In recent years, an increasing number of novel viruses are being discovered and characterized in a variety of settings, especially novel PVs of human and animal sources[38], largely due to the rise and advancement of next-generation sequencing, which allows researchers to easily detect viruses on the skin[39] or in vivo[40]. Some of these newly discovered viruses tend to accompany the emergence and progression of disease, but in most cases, these viruses are harmless to humans or animals. Nonetheless, coexistence of viruses with healthy humans and animals does not completely rule out their pathogenic potential. Understanding how these newly identified viruses affect humans or animals will allow us to determine aggressive prevention and treatment strategies.

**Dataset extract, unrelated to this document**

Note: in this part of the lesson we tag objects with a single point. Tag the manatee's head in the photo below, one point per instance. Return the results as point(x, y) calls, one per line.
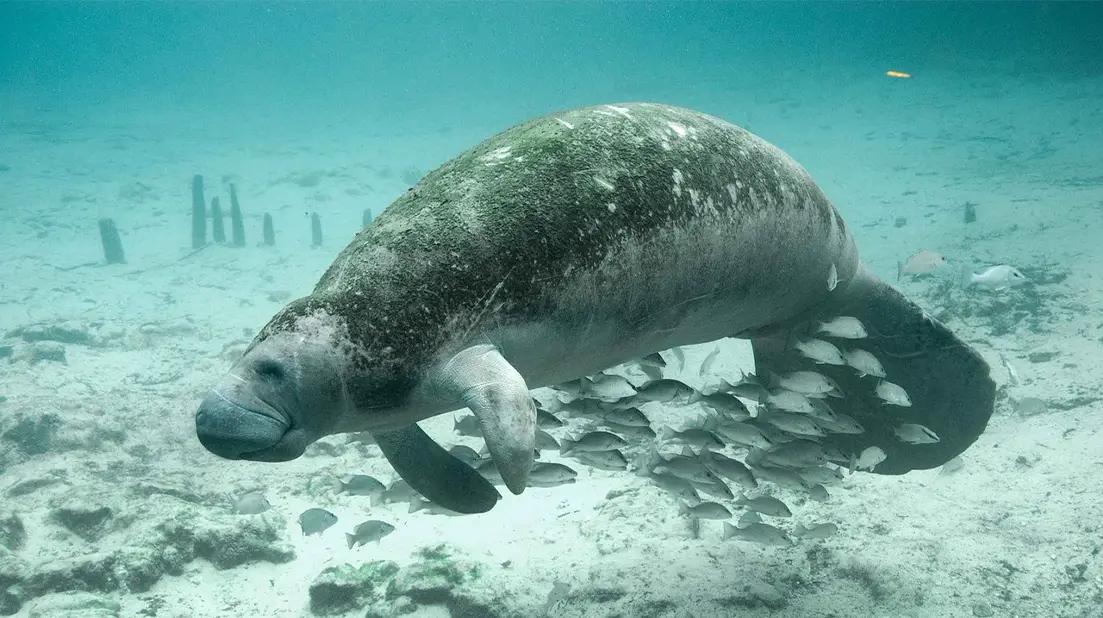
point(287, 390)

Members of PVs infect the skin and mucosal surfaces of diverse animal hosts[15], typically resulting in benign mucosal and skin lesions[3]. The core ORFs of papillomavirus include E1, E2, L1 and L2. Previous studies have pointed out that cetacean PVs lack E5 and E7 genes and the E6 protein is larger than other species, and the identification of wPV further supports this view[41, 42]. But we did not predict other ORFs in the wPV genome.

Members of PVs have the characteristics of double-stranded DNA genome stability, species specificity, and close skin or mucous membrane contact as the prerequisite for transmission, which makes it difficult to explain the spread of the virus between species on a global scale. It is argued that this is due to the co-existence and evolution of PVs with the early ancestors of various hosts through a host-linked co-divergence pattern. This suggests that PVs may be one of the oldest and most widespread viral families[15]. But there is also evidence that evolutionary mechanisms such as interspecific transmission, adaptive radiation, recombination, and positive selection have also played an important role in papillomavirus evolution[13]. Evidence for interspecies and intraspecies recombination of PVs has been explained[17, 43,44,45,46,47,48,49,50]. However, to date only cetacean PVs have reported conclusive evidence of specific recombination events[13, 17, 48]. Previous studies have shown that the first possible recombination event in Cetaceans is localized near the end of E2/beginning of L2, and the second possible recombination site is estimated to be within the viral LCR region[48, 51]. In this study, the possible recombination event of wPV occurred at the beginning of the E2 protein. The two parents of wPV predicted in this study are domestic pig and Harbor porpoise. Combined with the above-mentioned characteristics of PVs infection, we cautiously speculate that there may be recombination between domestic pigs and amphibians. However, considering that the signal of recombination is not very obvious, the results of this study cannot be regarded as conclusive evidence for the existence of recombination in wPV.

In conclusion, the identification of wPV increases our knowledge of marine mammalian papillomavirus diversity and provides limited assistance in improving taxonomy. Although there is no direct evidence of the impact of wPV on the host, further dynamic monitoring of it is warranted in the future.